特に圧巻だったのが18-19シーズンでした。開幕直前までクロアチア代表としてロシアW杯を戦い、準優勝に貢献。そのままほぼ休みなくチームに合流すると、開幕からフル稼働してチームをリーグ優勝に導きました。
稼働率の高さはあまりクローズアップされませんが、この点はもう少し注目され、評価されるべきポイントだと思います。
ほんと、デンベ…
おっと、これも今回はやめておきましょう。笑
○性格の良さ
最後に書きたいのが、ラキティッチは本当にナイスガイだったということです。
復帰するセビージャとの関係性にも表されるように、チームや仲間へのリスペクト、家族愛やメディア対応、どれも素晴らしかったと思います。
今でもTwitterでよく見る、リヴァプール戦のあのミス。彼を責めたくなる気持ちも分かりますよ。今季途中には起用法などを巡ってマイナスの発言もありました。分かりますよ。
それでもラキティッチがバルサを愛し、全力でプレーしてくれた事実に変わりはありません。彼に何度助けられたことか。どれだけ走ってくれたことか。試合に出場するだけで、カンプ・ノウから大喝采を受けるような男だったんです。

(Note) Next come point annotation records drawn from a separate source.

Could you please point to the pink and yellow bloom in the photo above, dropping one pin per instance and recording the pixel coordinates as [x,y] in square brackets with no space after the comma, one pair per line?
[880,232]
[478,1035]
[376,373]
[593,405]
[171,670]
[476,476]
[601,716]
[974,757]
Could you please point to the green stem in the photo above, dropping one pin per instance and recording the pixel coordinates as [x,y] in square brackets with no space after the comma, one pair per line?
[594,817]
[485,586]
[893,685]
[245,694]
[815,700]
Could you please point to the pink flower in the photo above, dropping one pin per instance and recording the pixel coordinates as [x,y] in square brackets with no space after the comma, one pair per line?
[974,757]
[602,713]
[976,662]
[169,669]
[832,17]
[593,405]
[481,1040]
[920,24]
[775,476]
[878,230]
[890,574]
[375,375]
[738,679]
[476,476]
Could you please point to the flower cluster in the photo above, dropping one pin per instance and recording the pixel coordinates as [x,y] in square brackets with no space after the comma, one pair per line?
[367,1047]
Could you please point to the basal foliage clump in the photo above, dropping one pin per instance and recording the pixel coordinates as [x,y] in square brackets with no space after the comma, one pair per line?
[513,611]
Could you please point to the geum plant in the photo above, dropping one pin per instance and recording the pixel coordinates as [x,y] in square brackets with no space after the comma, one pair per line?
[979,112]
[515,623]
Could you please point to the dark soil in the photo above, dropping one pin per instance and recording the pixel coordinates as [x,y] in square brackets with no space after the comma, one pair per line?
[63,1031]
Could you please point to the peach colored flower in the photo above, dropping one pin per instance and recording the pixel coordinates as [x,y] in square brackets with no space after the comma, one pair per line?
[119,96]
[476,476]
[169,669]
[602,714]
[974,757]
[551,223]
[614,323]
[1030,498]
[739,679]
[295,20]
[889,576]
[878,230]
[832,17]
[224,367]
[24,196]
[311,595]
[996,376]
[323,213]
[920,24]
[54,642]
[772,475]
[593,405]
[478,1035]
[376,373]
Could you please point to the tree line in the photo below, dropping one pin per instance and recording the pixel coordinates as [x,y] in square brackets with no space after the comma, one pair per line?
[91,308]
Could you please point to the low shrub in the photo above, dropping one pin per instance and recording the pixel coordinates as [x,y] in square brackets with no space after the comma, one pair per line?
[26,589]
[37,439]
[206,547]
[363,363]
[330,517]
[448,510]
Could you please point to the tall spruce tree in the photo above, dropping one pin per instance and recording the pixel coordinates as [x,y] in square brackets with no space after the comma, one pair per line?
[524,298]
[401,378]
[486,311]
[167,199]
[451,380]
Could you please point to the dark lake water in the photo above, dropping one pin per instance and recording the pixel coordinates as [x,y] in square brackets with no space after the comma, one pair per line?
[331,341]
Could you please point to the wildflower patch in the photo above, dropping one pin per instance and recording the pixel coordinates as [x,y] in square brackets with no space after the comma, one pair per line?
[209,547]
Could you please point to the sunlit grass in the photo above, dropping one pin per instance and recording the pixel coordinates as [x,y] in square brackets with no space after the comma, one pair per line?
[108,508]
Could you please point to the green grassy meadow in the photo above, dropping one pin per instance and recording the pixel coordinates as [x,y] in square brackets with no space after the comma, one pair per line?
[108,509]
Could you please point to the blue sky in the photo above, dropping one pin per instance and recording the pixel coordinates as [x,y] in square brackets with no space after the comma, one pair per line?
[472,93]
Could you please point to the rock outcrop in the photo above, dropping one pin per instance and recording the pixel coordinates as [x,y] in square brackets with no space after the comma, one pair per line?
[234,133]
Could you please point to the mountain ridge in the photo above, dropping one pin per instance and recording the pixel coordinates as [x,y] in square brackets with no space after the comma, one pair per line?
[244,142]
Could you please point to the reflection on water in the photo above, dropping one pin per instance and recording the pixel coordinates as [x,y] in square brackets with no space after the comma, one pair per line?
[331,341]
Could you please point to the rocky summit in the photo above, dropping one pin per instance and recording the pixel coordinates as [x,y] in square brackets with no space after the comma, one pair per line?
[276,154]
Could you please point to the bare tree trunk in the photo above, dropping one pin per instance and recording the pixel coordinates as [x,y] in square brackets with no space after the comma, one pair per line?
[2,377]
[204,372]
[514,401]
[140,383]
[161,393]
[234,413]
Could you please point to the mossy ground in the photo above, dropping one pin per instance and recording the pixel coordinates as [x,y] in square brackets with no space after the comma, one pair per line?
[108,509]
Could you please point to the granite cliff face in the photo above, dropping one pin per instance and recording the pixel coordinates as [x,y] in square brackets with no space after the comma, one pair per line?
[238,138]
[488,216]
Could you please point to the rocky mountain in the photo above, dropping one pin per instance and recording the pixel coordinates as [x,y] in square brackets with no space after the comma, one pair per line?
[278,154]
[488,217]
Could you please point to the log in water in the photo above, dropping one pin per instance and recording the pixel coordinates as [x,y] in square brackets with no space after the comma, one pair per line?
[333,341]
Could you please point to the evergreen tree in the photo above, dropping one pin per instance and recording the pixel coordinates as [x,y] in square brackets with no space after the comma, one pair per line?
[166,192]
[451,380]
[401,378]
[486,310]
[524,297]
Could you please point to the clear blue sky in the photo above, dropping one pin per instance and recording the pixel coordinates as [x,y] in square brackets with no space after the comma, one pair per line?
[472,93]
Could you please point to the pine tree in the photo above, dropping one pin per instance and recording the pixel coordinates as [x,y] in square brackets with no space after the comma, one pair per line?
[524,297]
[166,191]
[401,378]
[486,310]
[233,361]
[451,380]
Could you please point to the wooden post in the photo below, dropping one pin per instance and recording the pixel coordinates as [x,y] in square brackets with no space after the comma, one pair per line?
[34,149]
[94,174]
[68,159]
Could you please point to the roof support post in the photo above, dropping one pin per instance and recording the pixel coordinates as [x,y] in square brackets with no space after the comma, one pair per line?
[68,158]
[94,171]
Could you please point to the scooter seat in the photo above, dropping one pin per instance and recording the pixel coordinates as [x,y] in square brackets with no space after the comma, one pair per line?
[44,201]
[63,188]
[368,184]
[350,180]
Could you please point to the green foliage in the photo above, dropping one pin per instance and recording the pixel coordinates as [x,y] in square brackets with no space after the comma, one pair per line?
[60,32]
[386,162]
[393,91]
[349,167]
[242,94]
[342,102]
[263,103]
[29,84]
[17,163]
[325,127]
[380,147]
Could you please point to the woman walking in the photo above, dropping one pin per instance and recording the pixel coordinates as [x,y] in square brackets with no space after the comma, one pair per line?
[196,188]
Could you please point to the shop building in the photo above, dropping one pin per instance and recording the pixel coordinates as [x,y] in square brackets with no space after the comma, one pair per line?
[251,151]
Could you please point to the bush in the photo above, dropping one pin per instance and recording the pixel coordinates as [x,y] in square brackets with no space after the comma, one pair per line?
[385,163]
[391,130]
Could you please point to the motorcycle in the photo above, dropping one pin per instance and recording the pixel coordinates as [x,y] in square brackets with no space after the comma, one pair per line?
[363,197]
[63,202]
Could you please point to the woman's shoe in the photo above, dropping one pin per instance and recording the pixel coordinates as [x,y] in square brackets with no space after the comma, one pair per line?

だからこそ、こんなチーム状況でも彼が裏口から追いやられるようなことがあってはならないと思っていました。マスチェラーノのような完璧な別れとは言えなかったですが、しっかりとセレモニーと会見が開かれたことにはホッとしました。本当に良かった。
★最後に
メッシの件が未だに決着つかず宙ぶらりんの状況。筆者自身もなんだかモヤモヤする時間を過ごしていますが、ラキティッチの記事をしっかり書ききることができて良かったです。
彼は立派なレジェンドの1人だと思いますよ。それだけの貢献をしてくれました。
同じリーガのセビージャ復帰ということで、まだまだ彼のプレーを見ることができるのが楽しみです。
アディオス、ラキティッチ!! グラシアス、ラキティッチ!!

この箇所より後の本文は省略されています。